Mereka memilih Fr. Brebeuf bersama dengan beberapa orang Kristen Huron sebagai korban pertama dan memulai kebrutalan mereka dengan mematahkan tulang tangan Jesuit dan mencabut kukunya.

Selanjutnya, dia diikat ke sebuah tiang dan dalam upaya mematahkan semangatnya yang gigih, mereka membakar tubuhnya dengan obor. Seorang pemberontak Huron maju dan mengejek Pembaptisan, menuangkan air mendidih ke atasnya. Ketika Fr. Brebeuf tidak menangis tetapi tetap tenang, para penyiksanya sangat marah. Mengambil pisau mereka memotong potongan daging dari kaki dan lengannya dan setelah memanggangnya memakannya di depan matanya.

Melihat kekuatan heroik Jesuit mulai melemah, Iroquois menguliti dia dan salah satu dari mereka memotong jantungnya dan memakannya, sementara yang lain meminum darahnya dengan harapan mendapatkan sebagian dari keberaniannya yang luar biasa.

Sepanjang malam Fr. Rekan Brebeuf, Fr. Gabriel Lalemant, mengalami siksaan yang tak terkatakan. Di pagi hari, Fr. Penderitaan Lalemant berakhir dengan hantaman tomahawk, dan misionaris Jesuit ini, bertubuh lemah tetapi kuat dalam semangat, pergi ke hadiah abadi.

Dengan menumpahkan darah mereka demi Kristus, para martir meletakkan dasar bagi Iman Katolik di seluruh Amerika Utara.

Pengabdian Tanpa Pamrih, Cinta dan Ketaatan kepada Gereja Bunda Suci
Apa yang membuat orang-orang hebat ini menjadi Jesuit, melakukan perjalanan ke Prancis Baru sebagai misionaris, menerima segala jenis kekurangan dan kesulitan, dan akhirnya meninggal dengan kematian yang mengerikan?

Hanya motif luhur yang mampu menghasilkan pengabdian dan kepahlawanan yang begitu tinggi. Hanya persatuan mendalam dengan Salib Kristus yang dapat mengilhami pengorbanan yang begitu mulia dan tanpa pamrih. Delapan martir ini adalah sahabat sejati Salib. Mereka menunjukkan cinta yang membara untuk Gereja Satu, Kudus, Katolik, dan Apostolik, yang didirikan oleh Tuhan kita Yesus Kristus untuk pengudusan jiwa.

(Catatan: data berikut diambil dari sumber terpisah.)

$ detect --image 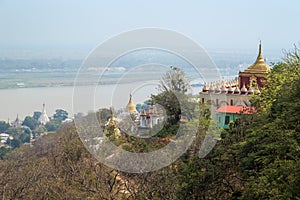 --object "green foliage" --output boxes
[0,121,9,133]
[53,109,68,121]
[22,116,39,130]
[159,66,189,94]
[45,118,61,131]
[0,147,11,160]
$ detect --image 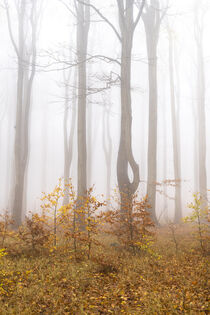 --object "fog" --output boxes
[0,0,210,227]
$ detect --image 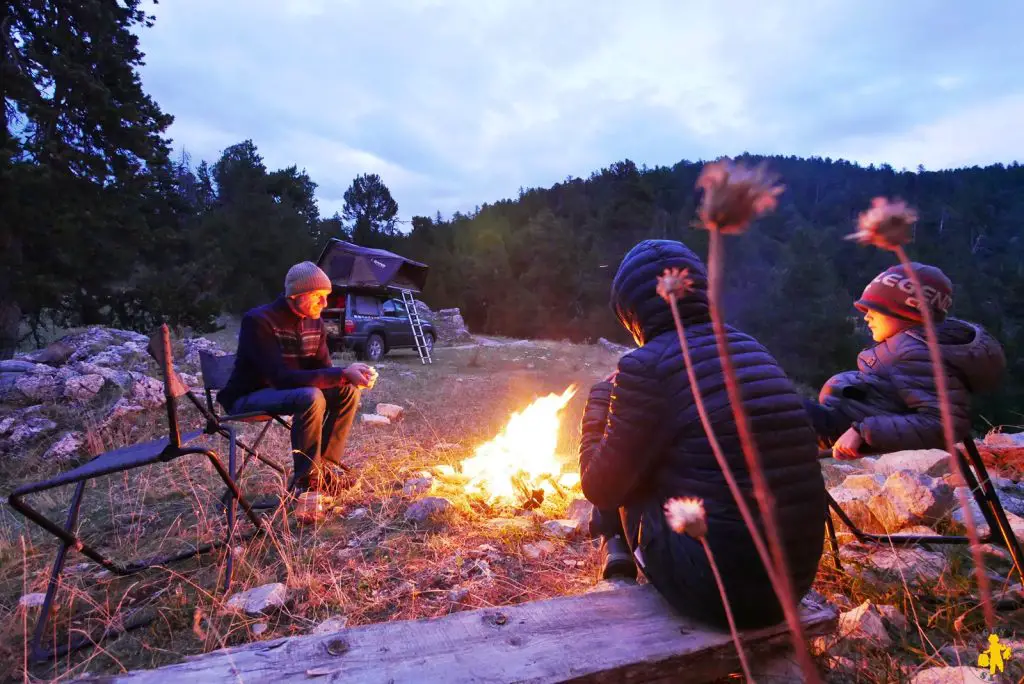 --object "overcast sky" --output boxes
[140,0,1024,220]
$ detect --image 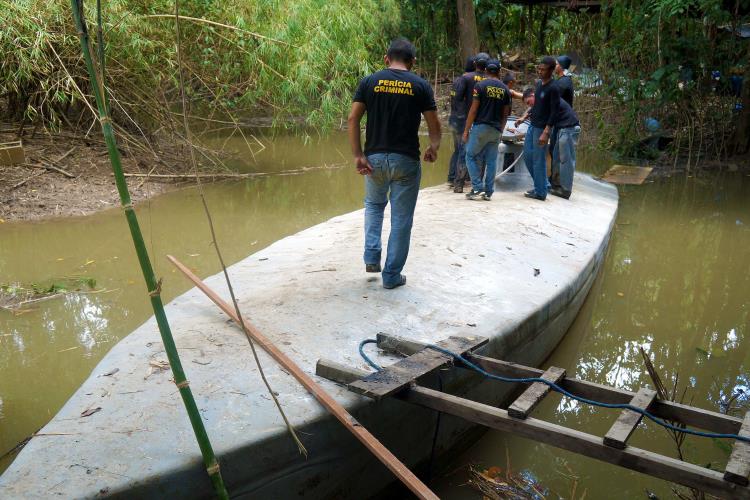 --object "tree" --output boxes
[456,0,479,61]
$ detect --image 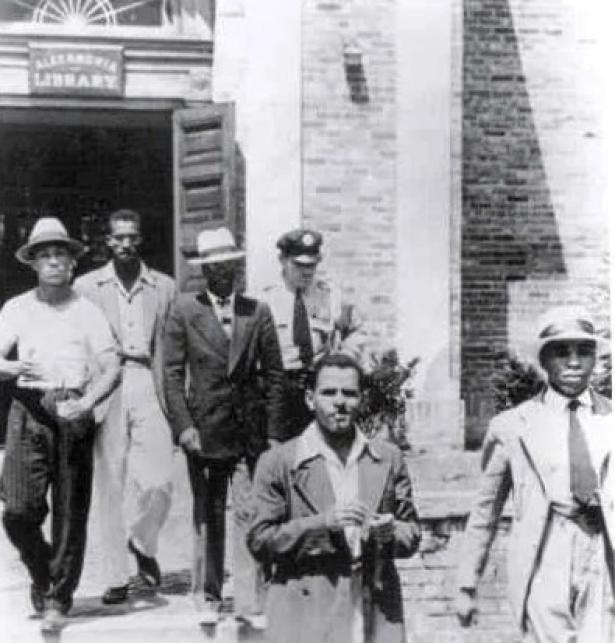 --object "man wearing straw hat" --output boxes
[0,218,120,631]
[164,227,283,624]
[75,209,175,605]
[457,308,615,643]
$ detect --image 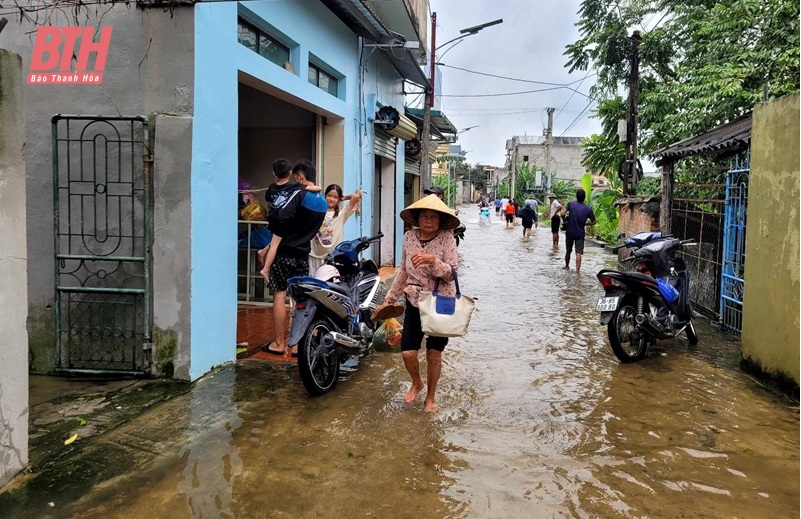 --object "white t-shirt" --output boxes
[548,200,562,218]
[311,204,355,258]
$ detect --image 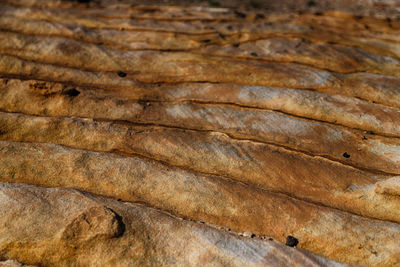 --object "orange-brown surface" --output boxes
[0,0,400,266]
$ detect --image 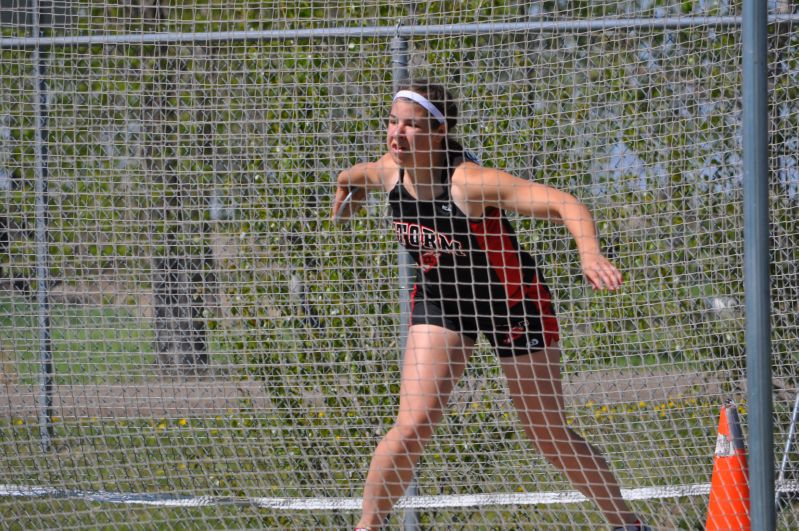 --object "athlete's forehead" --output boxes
[389,98,430,120]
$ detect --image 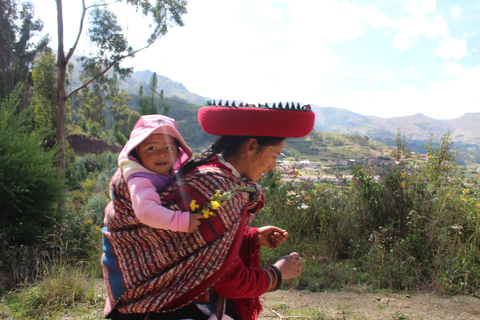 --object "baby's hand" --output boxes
[188,213,204,233]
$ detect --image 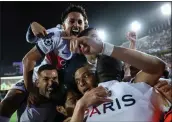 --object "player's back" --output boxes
[87,81,157,122]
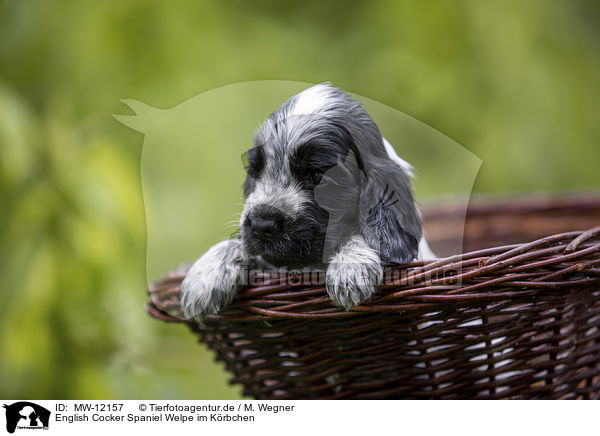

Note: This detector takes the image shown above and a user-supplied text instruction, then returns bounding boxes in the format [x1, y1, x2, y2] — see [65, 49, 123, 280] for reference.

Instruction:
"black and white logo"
[3, 401, 50, 433]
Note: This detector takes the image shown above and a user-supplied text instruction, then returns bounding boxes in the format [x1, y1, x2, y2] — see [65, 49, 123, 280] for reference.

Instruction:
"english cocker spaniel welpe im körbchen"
[181, 84, 434, 319]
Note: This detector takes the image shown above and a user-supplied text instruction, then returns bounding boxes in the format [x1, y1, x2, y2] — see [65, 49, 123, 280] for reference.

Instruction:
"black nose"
[248, 207, 284, 240]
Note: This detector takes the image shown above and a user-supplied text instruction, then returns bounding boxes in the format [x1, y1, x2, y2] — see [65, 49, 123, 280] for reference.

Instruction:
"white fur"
[290, 85, 329, 115]
[181, 239, 246, 318]
[325, 235, 383, 310]
[240, 176, 310, 226]
[383, 138, 413, 178]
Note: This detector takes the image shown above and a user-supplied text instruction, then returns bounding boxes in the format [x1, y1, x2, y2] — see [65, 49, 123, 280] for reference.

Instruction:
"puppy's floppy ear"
[360, 156, 422, 265]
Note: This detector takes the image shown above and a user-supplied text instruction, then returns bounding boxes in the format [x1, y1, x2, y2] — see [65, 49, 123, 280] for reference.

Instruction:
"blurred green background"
[0, 0, 600, 399]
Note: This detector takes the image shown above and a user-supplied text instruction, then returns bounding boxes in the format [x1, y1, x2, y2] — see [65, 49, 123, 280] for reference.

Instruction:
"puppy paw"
[181, 239, 245, 320]
[325, 236, 383, 310]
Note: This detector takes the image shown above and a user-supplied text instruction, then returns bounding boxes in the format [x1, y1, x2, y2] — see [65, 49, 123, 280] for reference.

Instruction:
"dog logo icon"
[3, 401, 50, 433]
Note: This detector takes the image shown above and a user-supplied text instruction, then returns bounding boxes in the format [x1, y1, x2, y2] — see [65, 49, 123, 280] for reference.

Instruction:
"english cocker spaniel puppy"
[181, 84, 434, 319]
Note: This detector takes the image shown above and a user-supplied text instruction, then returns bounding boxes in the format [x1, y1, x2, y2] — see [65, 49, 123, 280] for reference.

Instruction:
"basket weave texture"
[147, 194, 600, 399]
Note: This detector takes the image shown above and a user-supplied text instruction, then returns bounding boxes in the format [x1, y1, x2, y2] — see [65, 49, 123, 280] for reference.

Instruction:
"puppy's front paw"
[325, 236, 383, 310]
[181, 239, 245, 320]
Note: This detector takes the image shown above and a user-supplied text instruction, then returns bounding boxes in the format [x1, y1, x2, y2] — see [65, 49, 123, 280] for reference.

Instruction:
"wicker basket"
[147, 194, 600, 399]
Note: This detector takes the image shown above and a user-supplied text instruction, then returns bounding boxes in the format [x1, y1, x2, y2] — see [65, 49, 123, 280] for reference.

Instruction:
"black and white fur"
[181, 84, 434, 318]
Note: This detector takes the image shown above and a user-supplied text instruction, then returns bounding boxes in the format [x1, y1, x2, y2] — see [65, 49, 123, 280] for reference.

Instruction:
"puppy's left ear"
[360, 158, 422, 265]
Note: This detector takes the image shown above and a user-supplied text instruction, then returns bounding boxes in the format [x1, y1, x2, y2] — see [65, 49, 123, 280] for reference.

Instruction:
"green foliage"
[0, 0, 600, 398]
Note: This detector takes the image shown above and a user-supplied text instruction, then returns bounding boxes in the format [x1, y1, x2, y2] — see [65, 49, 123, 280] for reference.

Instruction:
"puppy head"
[240, 84, 421, 266]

Sama seperti para martir Amerika Utara yang memeluk salib mereka dan menaklukkan Surga untuk selama-lamanya, Prof. Plinio Corrêa de Oliveira meminta setiap umat Katolik untuk menerima dan mencintai salib mereka sendiri:

“Jika kita salah memahami peran salib, menolak untuk mencintainya dan gagal berjalan di sepanjang Via Dolorosa kita sendiri, kita akan mengelak dari rancangan Providence untuk kita. Kita tidak akan mampu, dengan nafas terakhir kita, untuk mengulangi seruan luhur Santo Paulus: ‘Saya telah berjuang dengan baik, saya telah menyelesaikan perjalanan saya, saya telah menjaga iman. Selebihnya telah tersedia bagiku mahkota keadilan, yang akan diberikan kepadaku oleh Tuhan, Hakim yang adil, pada hari itu”’ (2 Tim. 4:7-8).